Louis McFadin wrote:
Unfortunately there is any way to put the antennas on the center of the spacecraft. There may be some spin modulation no matter what we do. 

On Sep 27, 2006, at 1:41 PM, John B. Stephensen wrote:

The designer of the code to demodulate class 1 uplinks in the SDX needs to determine whether spin modulation can be compensated for. The carrier tracking loop bandwidth may be close enough to the satellite spin rate that it can't be eliminated. I'm not sure how well open loop compensation would work as the phase pertubation will vary with the arrival angle of the signal and this could vary by as much as 30 degrees at MA32 and MA224.
 
Not quite true. For the phased arrays, if the required element phases are computed relative to the spin axis, then spin-induced Doppler is removed. You will get the spin Doppler only if you set the phase reference to be the center of the patch array.

One way this can be done is for some LO  (common to all the elements of the phased array) needs to phase modulated with a rate equal to the spin rate and with a magnitude/phase calculated on the basis of the s/c-to-earth geometry.
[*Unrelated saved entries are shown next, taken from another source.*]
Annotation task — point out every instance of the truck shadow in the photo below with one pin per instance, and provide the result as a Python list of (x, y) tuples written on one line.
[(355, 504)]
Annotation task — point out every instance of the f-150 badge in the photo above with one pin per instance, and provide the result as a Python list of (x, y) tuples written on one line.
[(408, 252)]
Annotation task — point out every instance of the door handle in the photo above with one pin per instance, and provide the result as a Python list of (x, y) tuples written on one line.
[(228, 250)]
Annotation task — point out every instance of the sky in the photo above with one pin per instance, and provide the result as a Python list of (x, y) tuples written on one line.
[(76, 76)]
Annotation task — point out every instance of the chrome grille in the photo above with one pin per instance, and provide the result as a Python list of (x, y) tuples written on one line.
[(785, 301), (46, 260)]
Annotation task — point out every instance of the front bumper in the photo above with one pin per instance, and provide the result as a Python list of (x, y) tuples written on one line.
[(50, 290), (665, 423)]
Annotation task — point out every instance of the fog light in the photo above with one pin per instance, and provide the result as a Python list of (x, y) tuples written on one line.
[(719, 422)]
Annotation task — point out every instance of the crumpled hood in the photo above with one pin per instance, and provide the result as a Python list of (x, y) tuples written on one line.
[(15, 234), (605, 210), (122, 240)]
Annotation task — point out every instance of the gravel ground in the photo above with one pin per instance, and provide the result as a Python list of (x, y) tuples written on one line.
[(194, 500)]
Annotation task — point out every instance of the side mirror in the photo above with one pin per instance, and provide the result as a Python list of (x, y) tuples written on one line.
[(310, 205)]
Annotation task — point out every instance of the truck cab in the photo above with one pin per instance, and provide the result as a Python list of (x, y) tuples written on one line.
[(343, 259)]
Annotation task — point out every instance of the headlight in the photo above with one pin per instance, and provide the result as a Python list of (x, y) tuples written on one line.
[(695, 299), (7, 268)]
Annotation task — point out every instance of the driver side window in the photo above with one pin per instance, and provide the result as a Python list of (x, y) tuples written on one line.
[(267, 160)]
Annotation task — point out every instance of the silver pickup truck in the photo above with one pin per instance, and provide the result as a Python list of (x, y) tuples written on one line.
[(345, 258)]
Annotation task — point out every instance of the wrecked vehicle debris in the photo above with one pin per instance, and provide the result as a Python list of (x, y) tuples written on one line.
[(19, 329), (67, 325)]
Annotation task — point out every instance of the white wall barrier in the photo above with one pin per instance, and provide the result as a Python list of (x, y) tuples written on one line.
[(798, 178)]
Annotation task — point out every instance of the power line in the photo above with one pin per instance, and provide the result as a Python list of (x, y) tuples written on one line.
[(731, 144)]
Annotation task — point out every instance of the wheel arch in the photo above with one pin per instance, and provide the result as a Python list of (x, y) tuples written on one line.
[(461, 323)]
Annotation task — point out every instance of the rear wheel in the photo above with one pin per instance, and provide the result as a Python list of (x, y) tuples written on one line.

The only residual modulation to be compensated in the PLLs is then determined by the offset of the OBSERVER from the center of the earth.

Last nite I think I convinced Bob that the added S2 interferometric antennas (working against individual S2 array elements) will be able to determine the spin axis orientation (and rate) w.r.t. the line(s) connecting the s/c to dedicated terrestrial beacon(s) with accuracies ~1º or better.